New Who Lives Readme!

updated July 2024 by Haleigh Tomlin

Files

There is the following series of files and some brief descriptions that are important to updating the page.

01_libraries.R

02_variables.R

03_functions.R - creates a data pull function for either getting the Who Lives 2 data from the warehouse or from the census api, and creates a data visualization function for the bar charts

04_analysis.R - depends on the data from data-pull.R

05_graphics.R

There is also:

datalake-connection.R - connects to the data warehouse

data-pull.R - either pulls data from the census API or the warehouse and writes RData that are used in 04_analysis.R

inline.R - updates the data points referenced in the Who Lives text in WhoLivesMarkdown.Rmd

css_helper.R - has html hacks to make Who Lives pretty on the website

WhoLivesMarkdown.Rmd - this generates the html document that gets pasted into wordpress directly to update the website

outputs/spreadsheets - this folder has the data for each chart, and is used to update the downloadable excel sheet with the data.

Instructions

Getting the data

Who Lives happens in two installments.

Who Lives 1

The first happens in July, when the County population estimates by characteristics are released by the Census (PEP data). They no longer have an API for this data, so you have to go to https://www.census.gov/data/tables/time-series/demo/popest to download the necessary tables.

The PEP data is used in 5 charts in Who Lives. The data you need is downloaded in 4 files.

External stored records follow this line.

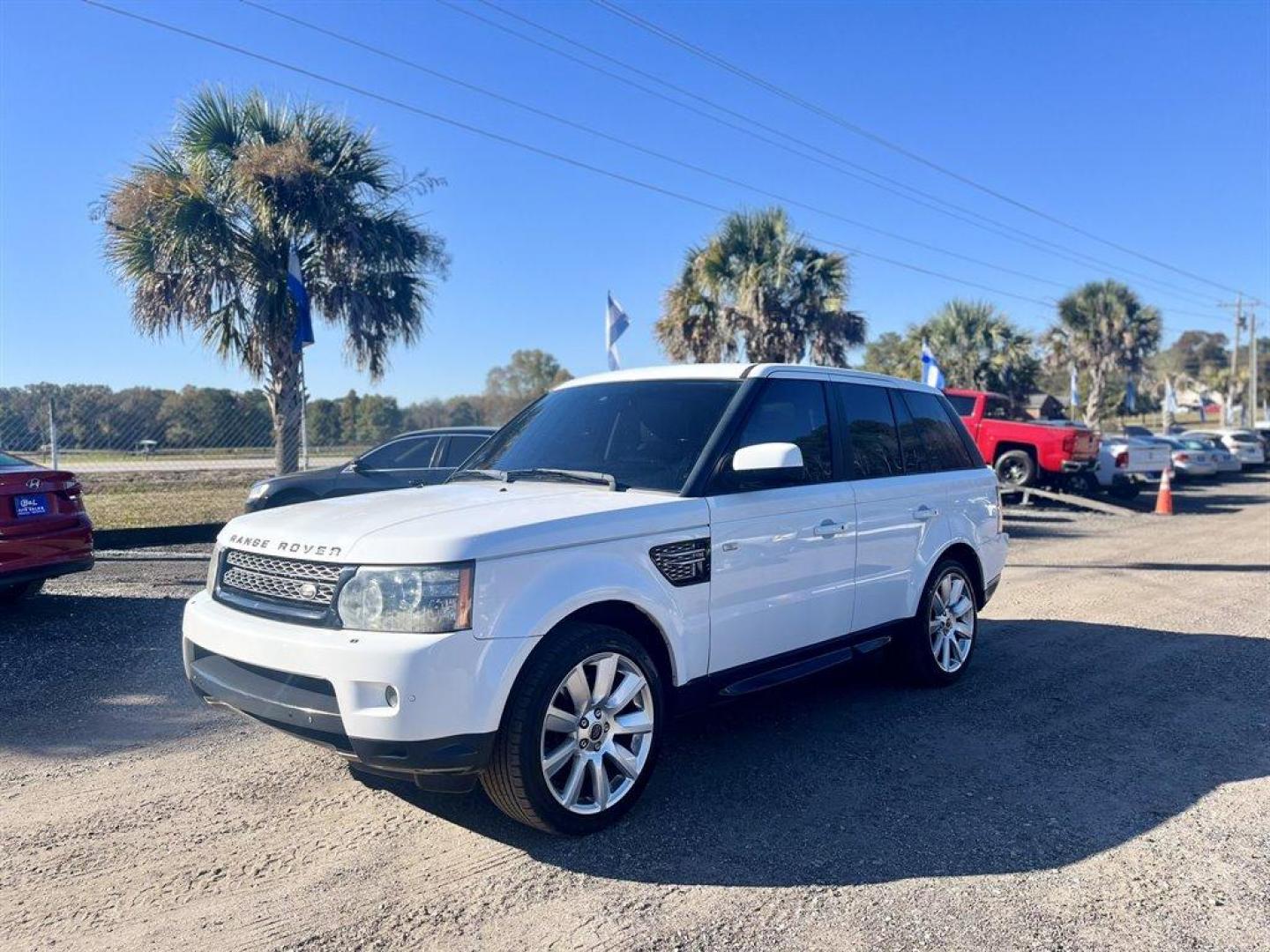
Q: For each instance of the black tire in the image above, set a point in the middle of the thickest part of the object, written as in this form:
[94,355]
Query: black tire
[13,594]
[1016,467]
[917,652]
[514,777]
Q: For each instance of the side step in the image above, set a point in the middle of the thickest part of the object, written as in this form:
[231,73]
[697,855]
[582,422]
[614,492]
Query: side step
[800,669]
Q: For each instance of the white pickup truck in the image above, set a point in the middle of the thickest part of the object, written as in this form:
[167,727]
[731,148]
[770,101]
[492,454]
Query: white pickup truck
[1125,464]
[628,547]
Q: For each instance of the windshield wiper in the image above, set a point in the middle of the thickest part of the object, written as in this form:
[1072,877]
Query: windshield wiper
[539,472]
[501,475]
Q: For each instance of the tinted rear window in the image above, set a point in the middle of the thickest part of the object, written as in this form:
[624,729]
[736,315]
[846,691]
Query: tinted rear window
[460,447]
[788,412]
[873,441]
[927,438]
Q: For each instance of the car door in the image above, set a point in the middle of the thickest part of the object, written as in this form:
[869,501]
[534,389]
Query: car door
[782,546]
[900,517]
[455,450]
[398,464]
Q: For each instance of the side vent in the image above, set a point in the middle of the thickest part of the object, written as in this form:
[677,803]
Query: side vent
[684,562]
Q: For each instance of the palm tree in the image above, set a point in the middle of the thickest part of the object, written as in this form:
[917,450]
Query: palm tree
[758,288]
[978,346]
[202,228]
[1102,328]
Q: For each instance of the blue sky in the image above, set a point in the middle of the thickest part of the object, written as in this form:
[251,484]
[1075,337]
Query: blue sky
[1142,122]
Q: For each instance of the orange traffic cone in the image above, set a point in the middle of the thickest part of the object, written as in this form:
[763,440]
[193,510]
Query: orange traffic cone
[1165,501]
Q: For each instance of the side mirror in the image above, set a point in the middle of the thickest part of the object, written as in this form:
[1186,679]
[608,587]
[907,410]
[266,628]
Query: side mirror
[767,457]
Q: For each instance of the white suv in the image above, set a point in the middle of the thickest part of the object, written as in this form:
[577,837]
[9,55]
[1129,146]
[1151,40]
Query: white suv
[628,547]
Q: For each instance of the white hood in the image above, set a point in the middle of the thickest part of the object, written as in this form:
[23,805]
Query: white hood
[459,521]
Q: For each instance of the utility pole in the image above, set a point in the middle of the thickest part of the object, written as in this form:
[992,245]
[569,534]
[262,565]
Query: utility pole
[1240,324]
[1252,363]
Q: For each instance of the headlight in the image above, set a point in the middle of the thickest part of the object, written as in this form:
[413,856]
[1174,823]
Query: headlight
[211,568]
[424,598]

County population by characteristics -> Annual County Population Estimates by Selected Age Groups and Sex -> Download US and Louisiana data

County population by characteristics -> Annual County Resident Population Estimates by Age, Race, and Hispanic Origin -> Download US and Louisiana data.

I usually rename them and put them in inputs/PEP_data.

In data-pull.R, the PEP data is updated toward the bottom of the file. Update the file path to the new data. Since each population estimates release updates the old data, you will also need to update several parts of the code to add the new year from the YEAR code in the file layout pdf on the census page where you download the data.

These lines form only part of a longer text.